Washington — A bipartisan bill that would preempt state-level laws and create a standard nationwide labeling policy for foods containing genetically modified organisms (GMO) has been introduced in the U.S. House of Representatives by Mike Pompeo (R-KS) and co-sponsored by G.K. Butterfield (D-NC), Marsha Blackburn (R-TN), Jim Matheson (D-UT) and Ed Whitfield (R-KY).
The legislation, known as The Safe and Accurate Food Labeling Act of 2014 (HR 4432), would grant sole authority for the Food and Drug Administration (FDA) to require mandatory labeling of foods containing GMOs only if they are found to be unsafe for consumption or materially different from foods without GMO ingredients.
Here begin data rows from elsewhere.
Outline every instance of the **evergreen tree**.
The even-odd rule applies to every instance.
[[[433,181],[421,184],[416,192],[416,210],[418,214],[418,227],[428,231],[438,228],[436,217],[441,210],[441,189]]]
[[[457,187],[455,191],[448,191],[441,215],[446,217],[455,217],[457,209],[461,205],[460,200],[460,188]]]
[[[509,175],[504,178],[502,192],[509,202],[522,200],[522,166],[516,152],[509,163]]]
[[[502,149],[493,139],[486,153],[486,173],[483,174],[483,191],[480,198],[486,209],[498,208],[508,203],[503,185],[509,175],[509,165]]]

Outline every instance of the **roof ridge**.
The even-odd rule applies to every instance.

In addition, the FDA would need to approve new GMO ingredients before they are brought to market. It will also establish a federal standard label definition of “natural” foods.
Hearings on the bill could begin in June.
In essence, HR 4432 gives the FDA the ultimate authority to regulate GMO labeling, rather than relying on a patchwork of state regulations. To date, 27 states have labeling initiatives on the ballot and 66 bills are active.
Butterfield explains the bill “prevents a mishmash of labeling standards and allows farmers to continue to produce higher yields of healthy crops in smaller spaces with less water and fewer pesticides. If passed, this will be a big win for farmers nationwide.”
Asserting foods with GMO ingredients are safe and as healthful as those without modification, Pompeo notes having 50 states with different labeling requirements would be confusing and disrupt the food system. Further, he notes the global food supply is more plentiful and safer because of GMOs.
HR 4432 is supported by a coalition of business interests including the Grocery Manufacturers Association, the National Corn Growers Association and Monsanto Co.
The Center for Food Safety and the Environmental Working Group are among organizations critical of the legislation.